Yes, we're to the point that suggesting Ole Miss rely on its run game is a thing I can openly type on the internet. The Rebs run-blocking was putrid through the first two months of the season, but that all changed when Laremy Tunsil returned from his NCAA-mandated vacation.
(This data only includes Power 5 opponents and Memphis, because no one cares how many rushing yards Ole Miss piled up against New Mexico State.)
|B.T. (Before Tunsil)||A.T. (After Tunsil)|
|Yards per carry||2.69||5.23|
|Attempts per game||32.6||38|
With the physical duo of Jordan Wilkins and Akeem Judd becoming increasingly productive and the new-found emphasis on Kelly in the read-option, Freeze has a legit running game to lean on if he feels the pace is getting too frenetic. The added bonus here is that if Ole Miss can force the Cowboys to play the run, those explosive passing plays become that much easier.
4. Will Oklahoma State torch the Ole Miss secondary?
Rail all you want on the Tunsil-less O-line's early-season struggles, but the biggest factor in the the Rebs' three losses has been poor play in the secondary. Against Florida, Memphis and Arkansas, Ole Miss allowed a whopping 1,097 yards and 13 touchdowns through the air. One of the common threads in those three games was the absence of Tony Conner (he technically played against the Hogs but was significantly limited by his knee injury), who won't play on New Year's Day.

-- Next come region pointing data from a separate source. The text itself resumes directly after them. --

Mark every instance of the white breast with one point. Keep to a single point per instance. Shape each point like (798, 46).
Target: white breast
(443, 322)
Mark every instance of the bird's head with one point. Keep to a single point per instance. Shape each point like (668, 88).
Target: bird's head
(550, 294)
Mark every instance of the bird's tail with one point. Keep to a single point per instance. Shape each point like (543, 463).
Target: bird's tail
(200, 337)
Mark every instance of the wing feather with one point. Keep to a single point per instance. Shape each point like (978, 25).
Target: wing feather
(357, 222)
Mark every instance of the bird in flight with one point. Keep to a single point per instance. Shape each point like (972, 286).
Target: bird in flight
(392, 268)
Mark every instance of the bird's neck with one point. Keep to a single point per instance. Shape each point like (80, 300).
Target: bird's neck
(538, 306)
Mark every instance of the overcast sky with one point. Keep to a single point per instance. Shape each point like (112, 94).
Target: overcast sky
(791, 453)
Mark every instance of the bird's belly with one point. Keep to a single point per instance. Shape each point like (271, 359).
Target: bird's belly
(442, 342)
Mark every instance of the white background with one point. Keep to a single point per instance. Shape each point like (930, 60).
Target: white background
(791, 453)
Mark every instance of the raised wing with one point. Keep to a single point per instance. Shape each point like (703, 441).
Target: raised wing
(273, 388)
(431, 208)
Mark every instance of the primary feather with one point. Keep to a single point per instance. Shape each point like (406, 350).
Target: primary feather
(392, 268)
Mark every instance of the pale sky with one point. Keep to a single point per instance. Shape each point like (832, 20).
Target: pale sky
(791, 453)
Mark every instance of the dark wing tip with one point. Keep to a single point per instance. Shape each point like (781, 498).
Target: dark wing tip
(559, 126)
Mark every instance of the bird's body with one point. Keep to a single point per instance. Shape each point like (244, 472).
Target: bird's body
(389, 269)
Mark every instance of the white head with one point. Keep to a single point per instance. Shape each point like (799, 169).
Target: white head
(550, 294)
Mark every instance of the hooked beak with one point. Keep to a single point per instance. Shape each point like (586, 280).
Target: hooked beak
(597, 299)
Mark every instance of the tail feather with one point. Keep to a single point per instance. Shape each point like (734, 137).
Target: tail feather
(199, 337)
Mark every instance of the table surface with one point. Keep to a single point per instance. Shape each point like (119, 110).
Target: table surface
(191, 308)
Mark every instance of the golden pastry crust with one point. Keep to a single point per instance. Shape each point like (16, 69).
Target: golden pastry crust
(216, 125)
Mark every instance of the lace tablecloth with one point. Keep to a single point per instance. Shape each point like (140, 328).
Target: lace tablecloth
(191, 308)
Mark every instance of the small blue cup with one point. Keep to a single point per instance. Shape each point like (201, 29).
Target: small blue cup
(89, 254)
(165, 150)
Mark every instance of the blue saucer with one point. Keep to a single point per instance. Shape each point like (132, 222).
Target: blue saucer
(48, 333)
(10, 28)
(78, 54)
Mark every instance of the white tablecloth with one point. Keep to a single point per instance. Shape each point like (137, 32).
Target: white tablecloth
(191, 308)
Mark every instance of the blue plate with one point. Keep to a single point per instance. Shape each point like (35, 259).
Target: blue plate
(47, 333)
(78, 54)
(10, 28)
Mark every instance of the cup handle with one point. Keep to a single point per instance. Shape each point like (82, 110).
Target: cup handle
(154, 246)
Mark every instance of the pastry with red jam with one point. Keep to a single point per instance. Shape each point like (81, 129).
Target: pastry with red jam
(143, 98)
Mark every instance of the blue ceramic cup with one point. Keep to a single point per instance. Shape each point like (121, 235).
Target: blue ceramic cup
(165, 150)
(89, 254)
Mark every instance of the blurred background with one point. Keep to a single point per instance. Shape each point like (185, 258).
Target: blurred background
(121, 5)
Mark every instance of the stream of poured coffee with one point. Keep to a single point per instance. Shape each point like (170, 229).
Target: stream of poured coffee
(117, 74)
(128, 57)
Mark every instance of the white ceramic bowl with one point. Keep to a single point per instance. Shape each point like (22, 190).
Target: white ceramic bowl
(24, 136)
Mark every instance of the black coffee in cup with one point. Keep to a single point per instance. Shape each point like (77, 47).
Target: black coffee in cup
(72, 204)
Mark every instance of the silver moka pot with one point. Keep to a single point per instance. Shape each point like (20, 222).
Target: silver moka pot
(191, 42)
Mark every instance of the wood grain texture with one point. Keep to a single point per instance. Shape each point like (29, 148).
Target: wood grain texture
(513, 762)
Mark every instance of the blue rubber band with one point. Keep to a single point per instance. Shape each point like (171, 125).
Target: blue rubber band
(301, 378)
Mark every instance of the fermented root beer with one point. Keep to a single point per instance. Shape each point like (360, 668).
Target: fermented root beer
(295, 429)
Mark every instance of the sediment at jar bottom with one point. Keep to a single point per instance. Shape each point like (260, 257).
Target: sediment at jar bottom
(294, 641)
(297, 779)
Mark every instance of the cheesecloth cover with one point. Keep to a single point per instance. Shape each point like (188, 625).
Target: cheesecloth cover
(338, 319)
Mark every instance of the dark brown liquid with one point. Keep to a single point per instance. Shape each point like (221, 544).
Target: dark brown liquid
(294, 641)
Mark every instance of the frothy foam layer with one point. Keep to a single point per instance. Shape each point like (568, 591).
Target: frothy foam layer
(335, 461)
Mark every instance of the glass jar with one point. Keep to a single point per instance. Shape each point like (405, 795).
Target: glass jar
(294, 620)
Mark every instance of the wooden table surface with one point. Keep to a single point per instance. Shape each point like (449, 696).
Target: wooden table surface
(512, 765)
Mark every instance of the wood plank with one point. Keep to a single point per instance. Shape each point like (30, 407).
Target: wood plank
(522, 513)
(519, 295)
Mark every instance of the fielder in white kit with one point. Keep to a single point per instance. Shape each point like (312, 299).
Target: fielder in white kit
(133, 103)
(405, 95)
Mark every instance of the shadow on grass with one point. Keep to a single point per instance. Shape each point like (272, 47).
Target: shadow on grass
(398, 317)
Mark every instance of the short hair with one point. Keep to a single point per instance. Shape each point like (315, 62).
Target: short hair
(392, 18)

It doesn't help that Oklahoma State's pass-happy offense ranks 10th in yards per attempt and 15th in passing S&P+. But most of that damage was done by starting quarterback Mason Rudolph, who may be limited by a lingering foot injury. Mike Gundy said Wednesday that Rudolph will play, but wouldn't speculate how big of a role he'll have. The Cowboys head coach said last week that J.W. Walsh, a senior who's seen plenty of action in what amounts to a dual-quarterback system, could play at least a half regardless of Rudolph's status.
The Rebels are probably hoping to see more of Walsh (who's primarily a running threat) and less of Rudolph, who finished third in the Big 12 in passer rating and a great rapport with home-run hitting receiver James Washington.